The northeast is bracing for further heavy rains on Monday after severe storms last week that inundated New York’s subways and submerged streets.
The region was subsequently hit by Tropical Storm Elsa, experiencing even more precipitation.
A weak storm system will slowly lean south on Monday and Tuesday, dragging storms along the northeast coast and bringing another threat of significant flooding.
“It looks like the heaviest precipitation is likely to occur in eastern Pennsylvania and east toward the greater New York metropolitan area, where unequal totals of 1 to 3 inches are possible through Wednesday. morning, ”the Weather Prediction Center said.
Flash flood watches have been issued by the National Weather Service from northern New Jersey to the southern edge of Maine, including New York and Boston.
Some watches are in place until Tuesday and Wednesday as the rain is expected to be slow.
“Heavy rains over a short period of time can cause streams and streams to rise quickly and overflow their banks. There is also the potential for flash flooding in more urbanized areas and poorly drained areas, ”the Mount Holly, New Jersey Weather Service said.
Flood watches cover the northeast until mid-week.
The forecast center on Monday issued a moderate risk of heavy precipitation over the tri-state area of New York, New Jersey and Connecticut due to two rounds of precipitation resulting in significant flood threats.
Heavy rains will fall on soils already saturated by previous rainfall from last week, resulting in more runoff and a higher risk of flooding.

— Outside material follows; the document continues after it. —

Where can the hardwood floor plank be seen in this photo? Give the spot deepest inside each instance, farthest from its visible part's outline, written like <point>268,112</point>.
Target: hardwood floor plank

Monday night is the biggest flood concern in the tri-state region, due to thunderstorms moving through the region dumping 2-5 inches of rain.

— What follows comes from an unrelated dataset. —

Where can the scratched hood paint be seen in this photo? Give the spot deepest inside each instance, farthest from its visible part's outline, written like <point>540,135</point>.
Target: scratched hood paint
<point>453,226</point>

Elsa’s rainfall last week was 300 percent or more than average according to the WPC, and New York City subway scenes filled almost to the brim with floodwater as pedestrians waded through trash bags, trying to stay dry is not out of the question again.
Up to 5 inches of precipitation is possible in parts of the northeast through Wednesday.
New York’s monthly precipitation total is already 4.8 inches for the month, compared to the 1.5-inch average for July monthly precipitation. This is a record for the highest amount of precipitation recorded so far in July.
Boston is included in a slight risk of excessive precipitation and could see nearly 2 inches of precipitation in some areas.
July has already been humid for the city with rainfall this month, making it the wettest July fifth on record.
Monthly precipitation in Boston hit a record 7.6 inches after seeing rain every day since the start of the month. The average monthly precipitation for the region is 1.2 inches.
By Wednesday, the low will push a warm front northward and leave drier weather for the northeast. The dry spell won’t last long though, as the end of the week could bring even more rain to the soggy area.